Interni alla struttura universitaria, i dottorandi di ricerca finiscono per costituire i terminali delle emergenze che scuotono attualmente l’area dei docenti e quella dei
ricercatori: dalla crescente impreparazione delle matricole, al monitoraggio dell’attività didattica delle singole cattedre, agli standard performativi che ogni laboratorio è tenuto
a realizzare. Quanto il circuito dei dottorandi è difeso da un tale sovraccarico che riguarda solo docenti e ricercatori e quanto, invece, è chiamato a fronteggiare tali
emergenze?
Il terzo concerne la vita quotidiana.
Spesso privi della possibilità di garantire una presenza costante all’interno dell’ateneo, i dottorandi finiscono per essere marginali nelle relazioni scientifiche interne a
quest’ultimo. Quanto l’esperienza culturale che dovrebbe essere al centro della loro attività, si sviluppa invece in un percorso solitario, nel quale l’interazione con il contesto
dei colleghi si rivela scarsamente significativa? E quanto una simile esperienza di relazione negata e di incontri significativi mai realizzati spinge i dottorandi all’esterno
dell’università, indirizzandoli in ambienti culturali collaterali, dove sembra loro di poter cogliere quella stessa esigenza di relazione significativa di fatto mancata?
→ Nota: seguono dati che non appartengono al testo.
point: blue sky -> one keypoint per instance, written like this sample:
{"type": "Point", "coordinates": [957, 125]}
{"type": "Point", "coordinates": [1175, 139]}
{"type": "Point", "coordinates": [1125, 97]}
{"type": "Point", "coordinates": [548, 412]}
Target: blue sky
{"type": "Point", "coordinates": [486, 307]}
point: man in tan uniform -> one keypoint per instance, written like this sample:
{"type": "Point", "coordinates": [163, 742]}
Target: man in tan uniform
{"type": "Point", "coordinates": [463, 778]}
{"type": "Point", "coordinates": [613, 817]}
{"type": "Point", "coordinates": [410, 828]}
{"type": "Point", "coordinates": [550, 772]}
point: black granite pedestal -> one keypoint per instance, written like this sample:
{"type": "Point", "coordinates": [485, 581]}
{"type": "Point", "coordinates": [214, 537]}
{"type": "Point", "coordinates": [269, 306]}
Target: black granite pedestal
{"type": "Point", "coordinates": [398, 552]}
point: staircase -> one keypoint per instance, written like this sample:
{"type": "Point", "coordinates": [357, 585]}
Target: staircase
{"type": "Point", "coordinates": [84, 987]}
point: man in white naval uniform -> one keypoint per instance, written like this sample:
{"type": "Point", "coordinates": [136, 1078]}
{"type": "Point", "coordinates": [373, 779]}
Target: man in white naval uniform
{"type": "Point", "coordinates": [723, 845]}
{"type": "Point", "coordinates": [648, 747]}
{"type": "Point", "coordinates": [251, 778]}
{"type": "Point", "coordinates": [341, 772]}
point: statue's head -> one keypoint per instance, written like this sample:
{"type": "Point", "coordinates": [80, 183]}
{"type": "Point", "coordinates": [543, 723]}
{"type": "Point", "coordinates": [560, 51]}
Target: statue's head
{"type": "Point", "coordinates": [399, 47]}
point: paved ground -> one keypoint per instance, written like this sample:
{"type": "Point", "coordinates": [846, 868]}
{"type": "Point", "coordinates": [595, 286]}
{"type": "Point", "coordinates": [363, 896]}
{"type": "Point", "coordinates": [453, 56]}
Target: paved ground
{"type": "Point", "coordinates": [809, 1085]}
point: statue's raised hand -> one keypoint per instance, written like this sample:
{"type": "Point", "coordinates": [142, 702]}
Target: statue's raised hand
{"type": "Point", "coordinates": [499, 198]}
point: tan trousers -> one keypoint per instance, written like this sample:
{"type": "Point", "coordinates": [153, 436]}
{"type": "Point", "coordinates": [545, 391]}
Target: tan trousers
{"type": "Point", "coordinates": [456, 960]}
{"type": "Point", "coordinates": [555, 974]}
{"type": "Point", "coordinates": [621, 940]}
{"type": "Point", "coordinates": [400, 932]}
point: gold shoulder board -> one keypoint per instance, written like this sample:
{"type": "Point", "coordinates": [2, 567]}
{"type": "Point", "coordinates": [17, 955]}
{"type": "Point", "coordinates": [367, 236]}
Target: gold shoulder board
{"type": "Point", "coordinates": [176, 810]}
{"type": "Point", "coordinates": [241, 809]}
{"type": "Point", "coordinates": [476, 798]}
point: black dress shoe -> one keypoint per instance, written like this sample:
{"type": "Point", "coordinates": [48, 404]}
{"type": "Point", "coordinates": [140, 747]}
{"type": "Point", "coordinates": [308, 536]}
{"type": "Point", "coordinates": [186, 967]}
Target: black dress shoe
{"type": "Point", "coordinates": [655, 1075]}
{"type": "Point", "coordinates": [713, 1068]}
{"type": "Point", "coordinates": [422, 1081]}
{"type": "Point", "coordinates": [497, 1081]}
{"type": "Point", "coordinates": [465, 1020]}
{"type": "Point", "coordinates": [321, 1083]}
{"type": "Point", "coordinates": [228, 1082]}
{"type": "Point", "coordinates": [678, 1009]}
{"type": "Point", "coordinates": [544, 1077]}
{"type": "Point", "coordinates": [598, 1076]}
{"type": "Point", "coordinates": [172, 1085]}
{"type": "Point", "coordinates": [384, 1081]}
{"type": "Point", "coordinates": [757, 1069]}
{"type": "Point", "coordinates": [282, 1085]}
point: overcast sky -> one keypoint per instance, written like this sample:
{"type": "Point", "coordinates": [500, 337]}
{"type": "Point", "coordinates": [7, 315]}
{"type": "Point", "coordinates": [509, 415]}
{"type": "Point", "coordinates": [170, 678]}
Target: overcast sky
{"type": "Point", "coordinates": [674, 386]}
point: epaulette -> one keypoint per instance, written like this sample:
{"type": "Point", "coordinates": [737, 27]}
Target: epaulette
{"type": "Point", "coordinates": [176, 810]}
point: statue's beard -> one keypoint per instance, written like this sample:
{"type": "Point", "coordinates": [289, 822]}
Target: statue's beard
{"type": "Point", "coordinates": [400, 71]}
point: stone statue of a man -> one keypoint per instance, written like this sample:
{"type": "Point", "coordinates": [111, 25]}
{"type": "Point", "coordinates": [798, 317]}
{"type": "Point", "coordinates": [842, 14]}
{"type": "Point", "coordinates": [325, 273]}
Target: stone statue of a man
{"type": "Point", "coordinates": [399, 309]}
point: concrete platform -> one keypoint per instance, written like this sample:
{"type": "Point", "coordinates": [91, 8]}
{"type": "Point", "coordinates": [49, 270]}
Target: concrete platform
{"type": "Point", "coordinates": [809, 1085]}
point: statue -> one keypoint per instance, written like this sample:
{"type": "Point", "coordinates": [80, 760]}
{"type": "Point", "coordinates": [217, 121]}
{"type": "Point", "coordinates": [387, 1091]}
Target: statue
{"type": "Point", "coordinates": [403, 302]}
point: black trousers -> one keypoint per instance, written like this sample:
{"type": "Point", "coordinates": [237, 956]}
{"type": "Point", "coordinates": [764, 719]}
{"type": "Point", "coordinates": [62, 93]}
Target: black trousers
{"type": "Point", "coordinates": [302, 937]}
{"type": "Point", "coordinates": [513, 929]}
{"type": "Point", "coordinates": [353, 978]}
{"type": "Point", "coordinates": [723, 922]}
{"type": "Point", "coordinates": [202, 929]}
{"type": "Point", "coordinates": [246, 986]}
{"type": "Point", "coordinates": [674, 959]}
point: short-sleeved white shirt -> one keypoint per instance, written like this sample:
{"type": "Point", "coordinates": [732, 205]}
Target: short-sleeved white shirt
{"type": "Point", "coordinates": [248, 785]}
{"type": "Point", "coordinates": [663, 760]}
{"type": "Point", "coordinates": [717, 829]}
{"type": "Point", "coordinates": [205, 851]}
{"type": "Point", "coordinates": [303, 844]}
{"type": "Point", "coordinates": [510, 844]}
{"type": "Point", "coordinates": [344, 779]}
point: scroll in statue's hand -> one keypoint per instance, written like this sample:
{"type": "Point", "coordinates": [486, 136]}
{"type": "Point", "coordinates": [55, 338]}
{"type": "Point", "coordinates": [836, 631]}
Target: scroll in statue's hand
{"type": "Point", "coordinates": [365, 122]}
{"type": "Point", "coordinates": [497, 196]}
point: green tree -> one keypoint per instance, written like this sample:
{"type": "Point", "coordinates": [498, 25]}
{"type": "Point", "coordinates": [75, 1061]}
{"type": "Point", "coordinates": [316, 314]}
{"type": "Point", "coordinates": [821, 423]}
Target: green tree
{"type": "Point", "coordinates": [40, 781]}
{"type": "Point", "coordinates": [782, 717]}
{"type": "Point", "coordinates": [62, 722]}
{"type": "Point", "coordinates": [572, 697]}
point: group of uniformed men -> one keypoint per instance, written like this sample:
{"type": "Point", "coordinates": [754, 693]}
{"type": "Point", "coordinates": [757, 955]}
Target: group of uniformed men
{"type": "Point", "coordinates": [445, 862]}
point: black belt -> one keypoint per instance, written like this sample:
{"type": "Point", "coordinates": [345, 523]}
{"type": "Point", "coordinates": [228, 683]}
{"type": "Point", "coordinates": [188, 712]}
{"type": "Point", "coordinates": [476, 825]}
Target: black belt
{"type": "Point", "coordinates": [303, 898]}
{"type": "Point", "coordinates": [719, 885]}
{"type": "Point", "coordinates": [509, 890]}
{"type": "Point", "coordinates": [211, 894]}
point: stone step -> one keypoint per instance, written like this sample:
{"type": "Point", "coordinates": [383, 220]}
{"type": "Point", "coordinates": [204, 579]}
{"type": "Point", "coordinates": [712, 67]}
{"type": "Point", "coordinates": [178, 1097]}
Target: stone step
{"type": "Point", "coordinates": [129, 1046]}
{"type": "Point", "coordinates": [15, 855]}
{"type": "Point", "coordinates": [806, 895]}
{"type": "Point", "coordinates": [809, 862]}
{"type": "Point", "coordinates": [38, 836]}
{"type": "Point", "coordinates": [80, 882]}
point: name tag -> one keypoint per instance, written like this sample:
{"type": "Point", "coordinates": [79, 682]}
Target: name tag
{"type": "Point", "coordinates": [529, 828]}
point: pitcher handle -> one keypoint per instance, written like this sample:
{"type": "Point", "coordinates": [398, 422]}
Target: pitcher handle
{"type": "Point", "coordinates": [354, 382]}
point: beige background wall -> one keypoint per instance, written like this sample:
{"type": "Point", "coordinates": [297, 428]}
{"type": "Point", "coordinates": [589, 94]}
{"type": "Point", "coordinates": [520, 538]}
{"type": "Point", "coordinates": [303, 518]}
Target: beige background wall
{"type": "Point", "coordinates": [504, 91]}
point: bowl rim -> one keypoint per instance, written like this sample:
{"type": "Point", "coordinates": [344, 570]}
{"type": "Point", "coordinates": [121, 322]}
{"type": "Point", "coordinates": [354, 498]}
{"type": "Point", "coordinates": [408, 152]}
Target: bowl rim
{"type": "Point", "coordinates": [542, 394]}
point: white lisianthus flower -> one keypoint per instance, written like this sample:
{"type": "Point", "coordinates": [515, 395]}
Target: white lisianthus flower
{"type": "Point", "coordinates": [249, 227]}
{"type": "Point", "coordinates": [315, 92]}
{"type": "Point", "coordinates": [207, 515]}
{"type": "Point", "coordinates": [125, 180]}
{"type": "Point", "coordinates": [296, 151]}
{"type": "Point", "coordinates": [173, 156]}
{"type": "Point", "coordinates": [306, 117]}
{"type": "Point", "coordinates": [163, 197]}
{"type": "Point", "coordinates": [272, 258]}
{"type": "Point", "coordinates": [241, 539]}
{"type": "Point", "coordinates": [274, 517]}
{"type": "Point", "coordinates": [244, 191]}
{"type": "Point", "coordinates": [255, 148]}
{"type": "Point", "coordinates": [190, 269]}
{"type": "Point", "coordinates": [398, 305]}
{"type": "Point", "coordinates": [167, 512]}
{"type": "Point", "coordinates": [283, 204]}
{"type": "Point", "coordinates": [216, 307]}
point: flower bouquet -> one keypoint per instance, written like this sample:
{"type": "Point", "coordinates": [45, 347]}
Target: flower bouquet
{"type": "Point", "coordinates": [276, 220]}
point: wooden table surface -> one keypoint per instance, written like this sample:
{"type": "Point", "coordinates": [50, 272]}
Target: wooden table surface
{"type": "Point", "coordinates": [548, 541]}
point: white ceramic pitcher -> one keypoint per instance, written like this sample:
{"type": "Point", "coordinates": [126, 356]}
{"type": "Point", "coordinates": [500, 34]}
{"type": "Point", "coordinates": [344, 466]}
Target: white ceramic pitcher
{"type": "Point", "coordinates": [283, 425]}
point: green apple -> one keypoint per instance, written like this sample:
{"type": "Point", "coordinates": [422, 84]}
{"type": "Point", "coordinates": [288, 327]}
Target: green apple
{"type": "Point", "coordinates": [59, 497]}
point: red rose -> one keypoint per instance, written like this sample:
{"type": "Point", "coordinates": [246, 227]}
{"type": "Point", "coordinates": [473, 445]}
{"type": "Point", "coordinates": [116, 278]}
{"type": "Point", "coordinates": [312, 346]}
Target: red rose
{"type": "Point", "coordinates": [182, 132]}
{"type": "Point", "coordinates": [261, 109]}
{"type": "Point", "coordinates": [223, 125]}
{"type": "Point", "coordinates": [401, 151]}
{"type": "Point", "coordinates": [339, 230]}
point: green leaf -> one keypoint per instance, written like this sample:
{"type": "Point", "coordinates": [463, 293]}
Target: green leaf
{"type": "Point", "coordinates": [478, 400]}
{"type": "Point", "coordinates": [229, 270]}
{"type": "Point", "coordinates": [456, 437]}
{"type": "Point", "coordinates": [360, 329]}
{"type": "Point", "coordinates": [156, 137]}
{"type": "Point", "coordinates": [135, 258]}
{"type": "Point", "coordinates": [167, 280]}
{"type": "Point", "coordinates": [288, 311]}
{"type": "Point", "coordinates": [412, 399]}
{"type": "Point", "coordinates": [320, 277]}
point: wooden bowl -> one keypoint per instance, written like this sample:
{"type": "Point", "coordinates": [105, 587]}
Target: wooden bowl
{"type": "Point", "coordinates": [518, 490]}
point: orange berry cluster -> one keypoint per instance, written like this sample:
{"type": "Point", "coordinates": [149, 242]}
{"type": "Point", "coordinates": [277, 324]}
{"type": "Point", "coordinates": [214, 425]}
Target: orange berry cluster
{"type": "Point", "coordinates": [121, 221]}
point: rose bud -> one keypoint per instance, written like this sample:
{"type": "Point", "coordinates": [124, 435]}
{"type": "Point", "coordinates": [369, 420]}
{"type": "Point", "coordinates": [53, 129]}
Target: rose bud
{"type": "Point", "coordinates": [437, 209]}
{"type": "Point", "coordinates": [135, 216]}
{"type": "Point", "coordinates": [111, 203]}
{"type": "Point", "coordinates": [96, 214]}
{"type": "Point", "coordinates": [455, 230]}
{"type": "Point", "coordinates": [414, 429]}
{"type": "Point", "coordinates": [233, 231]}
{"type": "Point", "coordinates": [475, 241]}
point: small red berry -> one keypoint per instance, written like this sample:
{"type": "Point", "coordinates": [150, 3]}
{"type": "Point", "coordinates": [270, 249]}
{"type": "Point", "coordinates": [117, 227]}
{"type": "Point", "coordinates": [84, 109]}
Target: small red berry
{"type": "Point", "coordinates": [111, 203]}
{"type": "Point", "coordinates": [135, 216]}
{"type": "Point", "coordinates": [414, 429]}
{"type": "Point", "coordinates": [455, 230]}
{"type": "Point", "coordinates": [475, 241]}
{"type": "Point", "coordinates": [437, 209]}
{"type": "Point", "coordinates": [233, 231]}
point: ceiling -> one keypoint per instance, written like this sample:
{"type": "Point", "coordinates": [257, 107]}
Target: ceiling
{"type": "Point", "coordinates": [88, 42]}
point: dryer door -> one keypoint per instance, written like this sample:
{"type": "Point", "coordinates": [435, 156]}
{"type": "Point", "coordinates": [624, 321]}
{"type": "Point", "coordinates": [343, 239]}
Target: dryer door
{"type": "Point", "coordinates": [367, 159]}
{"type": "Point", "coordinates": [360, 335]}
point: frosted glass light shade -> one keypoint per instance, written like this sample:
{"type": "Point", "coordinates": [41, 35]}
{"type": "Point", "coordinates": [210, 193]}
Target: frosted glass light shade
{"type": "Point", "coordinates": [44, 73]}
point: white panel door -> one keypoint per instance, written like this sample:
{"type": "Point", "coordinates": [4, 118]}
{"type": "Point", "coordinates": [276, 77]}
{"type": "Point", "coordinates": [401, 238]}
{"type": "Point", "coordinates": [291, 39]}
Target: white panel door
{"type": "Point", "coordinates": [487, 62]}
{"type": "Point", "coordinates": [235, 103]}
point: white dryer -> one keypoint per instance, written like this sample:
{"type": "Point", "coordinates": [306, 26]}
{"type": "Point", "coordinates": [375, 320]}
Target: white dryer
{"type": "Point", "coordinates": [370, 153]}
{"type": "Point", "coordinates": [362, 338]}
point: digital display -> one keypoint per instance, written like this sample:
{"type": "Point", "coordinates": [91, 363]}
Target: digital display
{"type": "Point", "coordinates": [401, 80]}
Il quarto concerne l’attuale mutamento d’epoca.
L’Università italiana, al pari delle altre, coesiste da anni con una serie di emergenze che le sono esterne, ma che di fatto la travolgono. Dal processo di globalizzazione al
riscaldamento globale, dalla pandemia del Covid19 al conflitto russo-ucraino ed a quello israelo-palestinese, fino ad arrivare allo tsunami dell’Intelligenza Artificiale che rischia
di minare l’intero processo formativo, l’università è costantemente tormentata da un contesto che la condiziona. Quanto l’universo dei dottori di ricerca finisce con l’esserne
colpito e stravolto nella propria attività?
Il quinto concerne il futuro.
In un contesto così precario, solcato e ferito dalle emergenze continue, quanto la normale e fisiologica incertezza che ha sempre attraversato i livelli di studio più elevati, non
finisce per provocare degli stati di ansia inaggirabili che compromettono in modo considerevole ogni sereno percorso di ricerca? In particolar modo in quei percorsi di studio
che, staccati dall’universo produttivo e dalla ricerca tecnico-scientifica, possono contare solamente sulle carriere universitarie come futuro approdo?
Se ciascuno di questi aspetti indica una vistosa criticità, è doveroso recuperare le strade che riportino al dottorato ad essere un percorso di ricerca scientifica all’interno di
un’istituzione che lo legittimi e di una comunità che lo riconosca come il proprio futuro, cioè come la parte migliore di sé stessa.